You think you know a person. You date for a while, tell each other your secrets, and before you know it, it’s nine months later and you’re waking up next to your husband without even bothering to conceal your morning breath. Yup – marriage has happened to me. I mean you. It’s one of the most amazing trips you will ever take, but there is definitely no brochure that sufficiently prepares you for the journey. Joel and I have had four or so glorious months of living, loving, and discovering. Every day presents a blank page for us to create a brand new script, as we realise things about each other and ourselves we didn’t exactly know before. So if you’re dating or planning to be married, here are some secrets about marriage that nobody readily tells you. This stuff was definitely not on the list of topics the marriage counsellor discussed with us.
- Farting is funny
We attended a barbeque at a friend’s house one lovely Sunday evening. While we were there laughing and engaging in good, clean fun, the wonderfully awkward topic of farting came up. My husband proceeded to share that since he’d known me, I had never farted. Not that he had smelled anyway. No, I didn’t retreat in embarrassment. Instead, pretty soon after, I let him pay – in the best possible currency. Yup, I proved him wrong and rubbed his nose in it. I can’t remember what I had eaten, I’m thinking broccoli, but for quite a few hours, you couldn’t light a match in our house, as I let those silent killers fly. Now he knows with great certainty, especially after his near death experience while being under the covers with me, that his wife farts. On his part, he tends to ‘pull chairs’ very loudly, and this really cracks us up.

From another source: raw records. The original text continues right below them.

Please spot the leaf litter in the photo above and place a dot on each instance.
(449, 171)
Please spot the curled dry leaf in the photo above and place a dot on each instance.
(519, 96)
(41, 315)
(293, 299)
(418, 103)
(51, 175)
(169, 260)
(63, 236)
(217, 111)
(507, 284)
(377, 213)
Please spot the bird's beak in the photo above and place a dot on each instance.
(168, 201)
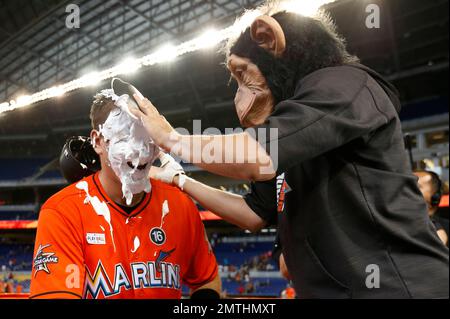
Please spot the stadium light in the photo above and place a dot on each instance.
(166, 54)
(56, 91)
(23, 100)
(90, 79)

- Your stuff is no longer yours
Did you grow up in a household where any food in the fridge was fair game no matter who put it there? I didn’t. We were a poor family, but what was yours was yours. So you can imagine my total shock and dismay when my husband kept making the mistake of using things that were mine. It doesn’t matter if he has his, because there is clearly something special about mine. He gets into lotions, moisturizers, hair products, my comb, my headphones, my side of the bed, and the list goes on. At this point, I have pretty much relinquished ownership of all but my clothes, which strangely I would be willing to share if he would but ask. Go figure.
- You don’t groom as much
Before I got married, I would look at those couples who had jumped the broom and come out on the other side with pot bellies, ashy feet, curlers in their hair and unshaved legs, and vow it would never happen to us. We are still resolute about this, for the record. However, after we got married, I realised that the ‘fixing up myself’ space I had while we were living apart has vanished into thin air. And with us spending as much time together as we do (I work from home and he’s a full time student), we are usually around the house in underwear, sporting feet that need lotion and hair that needs to be combed. It seems almost impossible, and at times unnecessary, to attempt to make an effort here, but I do anyway. It’s totally worth it when he gets home and I’ve ditched my usual cut-off shorts and ragged T-shirt for something nicer. For those who don’t bother to, I totally get it now, pot belly excluded.
- Guilt-free sex is ridiculously amazing
This post wouldn’t be complete without some hip-bumping commentary. Wink, wink! You might want to pause for a second and take a quick look at 1 Corinthians 4 and verse 7. I am totally enjoying living this out. Ooooh weeeee!!! Although we are Christians, neither of us entered marriage as a virgin. Said differently, we both knew what it was like to have sex outside of marriage. To make the transition from those kinds of relationships to a space where you are doing what you should is heavenly. Sex minus the guilt is so uninhibited. I feel safe with my husband and can truly open up and give him that booty, knowing the feeling is mutual.
- Men don’t know when clothes are old
Before your stuff is combined, it is a good idea to do some spring cleaning, with the main aim being to get rid of your old crap. Don’t be surprised though, if your new husband brings his favourite power rangers underwear to the party, which had an elasticised waistband when he got them on his eighth birthday. And definitely don’t be alarmed if his clothes have rips and he tried to sew a blue shirt with pink thread, bless his heart. And you shouldn’t be bothered by the fact that all of his socks have holes. Don’t bat an eyelid. Just take your time and toss the abominables, one item at a time. Everyone loves new clothes, so just replace them. Chances are he won’t notice a thing.
- Use the bathroom first
This is perhaps the best piece of advice I can give to aspiring wives. Regardless of the nature of your visit, if your husband needs to go too, lock him out, push him out of the way, trip him, tell him his favourite super hero is at the door, distract him with bacon or basketball, but use the bathroom first. It makes for a happier life for both of you.
- Proof of life
Joel and I are always checking on each other. And I mean while we are in the house, together. Once in separate rooms, there is a constant need to know if the other person is okay. Something else I do is to make sure he is still alive when he’s sleeping. While I hate the sound of him snoring (which he denies that he does), it’s proof that all is well. In the absence of this, I feel around in the dark for an arm, checking if there’s a pulse, or I touch his back for the gentle rising and falling which give proof of life. Inexplicable, but it’s something we do.